Conversely, when attention is focused interoceptively, on the breath, as in some meditative practices (e.g., Breath Theravada), high iEEG-breath coherence could be an important neural phenomenon supporting effective breathing concentration.
Respiration rates differed across participants during correct breath counting (Fig. 10F; subject 7 showed slower respiration rate, whereas subject 8 showed a faster rate). Importantly, both subjects show increased iEEG-breath coherence.
A similar effect may occur in the volition rate experiment, suggesting that the increased coherence observed during faster breathing may be explained by the volitional aspects of respiration and not the respiration rate. Future studies using volitional pacing of breathing might explore a pacing that is slower than the spontaneous breathing rate.

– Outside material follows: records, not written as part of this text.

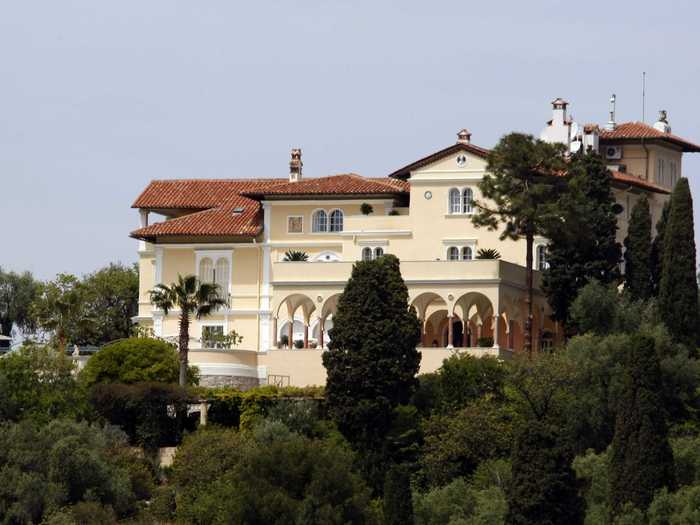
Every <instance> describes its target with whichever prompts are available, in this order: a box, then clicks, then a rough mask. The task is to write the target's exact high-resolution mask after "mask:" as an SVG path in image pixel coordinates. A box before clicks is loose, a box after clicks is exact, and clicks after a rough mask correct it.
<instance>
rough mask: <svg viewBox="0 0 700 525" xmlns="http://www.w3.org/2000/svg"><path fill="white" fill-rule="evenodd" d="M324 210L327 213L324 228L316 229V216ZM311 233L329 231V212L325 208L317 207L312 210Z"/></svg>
mask: <svg viewBox="0 0 700 525" xmlns="http://www.w3.org/2000/svg"><path fill="white" fill-rule="evenodd" d="M321 212H323V214H324V215H325V223H324V227H323V228H319V229H318V230H317V229H316V222H317V221H316V216H317V215H318V214H319V213H321ZM311 233H328V212H327V211H326V210H324V209H323V208H317V209H315V210H313V211H312V212H311Z"/></svg>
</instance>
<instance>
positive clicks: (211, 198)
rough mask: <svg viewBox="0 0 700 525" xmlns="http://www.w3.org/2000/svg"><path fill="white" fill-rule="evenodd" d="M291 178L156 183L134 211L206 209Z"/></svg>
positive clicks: (176, 179) (133, 205)
mask: <svg viewBox="0 0 700 525" xmlns="http://www.w3.org/2000/svg"><path fill="white" fill-rule="evenodd" d="M286 183H287V179H171V180H154V181H151V183H150V184H149V185H148V186H147V187H146V189H145V190H143V192H142V193H141V195H139V196H138V197H137V199H136V200H135V201H134V203H133V204H132V205H131V207H132V208H151V209H166V210H167V209H173V210H174V209H181V210H206V209H208V208H214V207H216V206H221V205H222V204H224V203H225V202H227V201H230V200H231V199H235V198H236V197H240V194H241V193H242V192H244V191H246V190H252V189H262V188H267V187H270V186H274V185H279V184H286Z"/></svg>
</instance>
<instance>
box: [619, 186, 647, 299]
mask: <svg viewBox="0 0 700 525" xmlns="http://www.w3.org/2000/svg"><path fill="white" fill-rule="evenodd" d="M651 257H652V256H651V215H650V213H649V201H648V200H647V199H644V198H643V199H639V200H638V201H637V203H636V204H635V205H634V207H633V208H632V215H631V216H630V224H629V230H628V233H627V238H626V239H625V293H627V294H629V296H630V298H631V299H632V300H640V299H641V300H644V299H649V298H650V297H651V296H652V293H653V282H652V278H651V270H652V268H651V265H652V258H651Z"/></svg>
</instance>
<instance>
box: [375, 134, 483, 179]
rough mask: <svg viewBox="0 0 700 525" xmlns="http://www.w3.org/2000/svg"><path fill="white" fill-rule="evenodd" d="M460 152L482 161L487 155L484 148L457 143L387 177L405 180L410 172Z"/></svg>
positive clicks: (398, 169) (418, 161)
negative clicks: (464, 152) (478, 158)
mask: <svg viewBox="0 0 700 525" xmlns="http://www.w3.org/2000/svg"><path fill="white" fill-rule="evenodd" d="M460 151H464V152H467V153H471V154H472V155H476V156H477V157H481V158H483V159H485V158H487V157H488V155H489V150H487V149H486V148H482V147H480V146H475V145H474V144H469V143H464V142H458V143H457V144H453V145H452V146H449V147H447V148H445V149H441V150H440V151H436V152H435V153H432V154H430V155H428V156H427V157H423V158H422V159H420V160H417V161H415V162H412V163H411V164H409V165H407V166H404V167H403V168H400V169H398V170H396V171H395V172H393V173H390V174H389V177H391V178H394V179H402V180H406V179H408V177H409V176H410V175H411V172H412V171H415V170H417V169H420V168H422V167H423V166H427V165H428V164H432V163H433V162H436V161H438V160H440V159H444V158H445V157H448V156H450V155H453V154H455V153H458V152H460Z"/></svg>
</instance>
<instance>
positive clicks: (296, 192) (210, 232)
mask: <svg viewBox="0 0 700 525" xmlns="http://www.w3.org/2000/svg"><path fill="white" fill-rule="evenodd" d="M408 191H409V188H408V183H406V182H404V181H399V180H394V179H388V178H377V179H367V178H364V177H361V176H359V175H354V174H350V175H336V176H332V177H322V178H319V179H305V180H301V181H299V182H289V180H288V179H286V178H285V179H181V180H155V181H152V182H151V183H150V184H149V185H148V187H147V188H146V189H145V190H144V191H143V192H142V193H141V195H139V197H138V198H137V199H136V201H134V204H132V207H133V208H144V209H152V210H201V211H196V212H195V213H189V214H187V215H184V216H182V217H176V218H174V219H170V220H167V221H164V222H159V223H154V224H151V225H149V226H147V227H145V228H140V229H138V230H135V231H133V232H131V236H132V237H135V238H137V239H144V240H153V239H155V238H157V237H164V236H168V237H170V236H191V237H214V236H227V237H256V236H257V235H259V234H260V233H261V231H262V206H261V204H260V202H259V201H258V200H256V199H255V198H259V197H262V196H264V195H320V194H323V195H360V194H361V195H378V194H380V195H384V194H387V195H396V194H401V193H407V192H408ZM254 197H255V198H254Z"/></svg>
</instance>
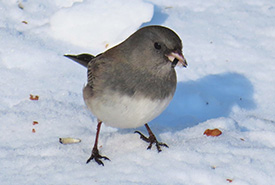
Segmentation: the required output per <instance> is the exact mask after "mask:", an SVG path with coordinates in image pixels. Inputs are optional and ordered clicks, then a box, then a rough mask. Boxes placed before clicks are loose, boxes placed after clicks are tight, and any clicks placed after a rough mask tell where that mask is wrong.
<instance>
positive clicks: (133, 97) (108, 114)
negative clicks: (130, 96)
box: [85, 93, 173, 128]
mask: <svg viewBox="0 0 275 185" xmlns="http://www.w3.org/2000/svg"><path fill="white" fill-rule="evenodd" d="M172 97H173V96H170V97H167V98H166V99H164V100H162V101H160V100H151V99H149V98H144V97H143V98H142V97H141V96H133V97H130V96H126V95H124V96H121V95H118V94H117V93H110V94H108V95H104V96H101V97H99V98H97V99H94V98H93V99H91V98H88V99H85V103H86V105H87V106H88V108H89V109H90V110H91V112H92V113H93V115H94V116H96V117H97V118H98V119H99V120H101V121H103V123H105V124H106V125H107V126H111V127H118V128H136V127H139V126H142V125H144V124H145V123H148V122H149V121H151V120H153V119H154V118H155V117H157V116H158V115H159V114H161V113H162V112H163V111H164V109H165V108H166V107H167V106H168V104H169V103H170V101H171V99H172Z"/></svg>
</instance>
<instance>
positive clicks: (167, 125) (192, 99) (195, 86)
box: [150, 73, 256, 130]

This would allow us to disambiguate whether the increased coherence observed in our volitional pacing experiment was due to the rate of breathing or the volitional aspects of it. In addition, important statistical efforts have been applied to CFC and coherence computations (e.g., projected CFC/coherence in the complex plane; Miller et al. 2012), rather than the long-time resampling used in the present study), and future studies should take this approach into account.
In summary, our data support the link between respiration and brain activity, proposing respiration rhythms as an organizing principle of cortical oscillations in the human brain, as recently proposed in mice (Tort AB, Ponsel S, Jessberger J, Yanovsky Y, Brankačk J, Draguhn
A, unpublished observations). Moreover, respiration rate in humans can be controlled volitionally or attended to while brain activity is measured. In implementing these conditions with concurrent monitoring of breath and intracranial EEG, we demonstrate a network of areas involved in volitional (caudal-medial frontal, premotor, orbitofrontal, and motor cortex, insula, superior temporal gyrus, and amygdala) and attentive breathing (anterior cingulum, premotor, insula, hippocampus), providing insight into potential brain mechanisms involved in therapeutic breathing exercises (Farb et al. 2013; Kemmer et al. 2015; Levinson et al. 2014).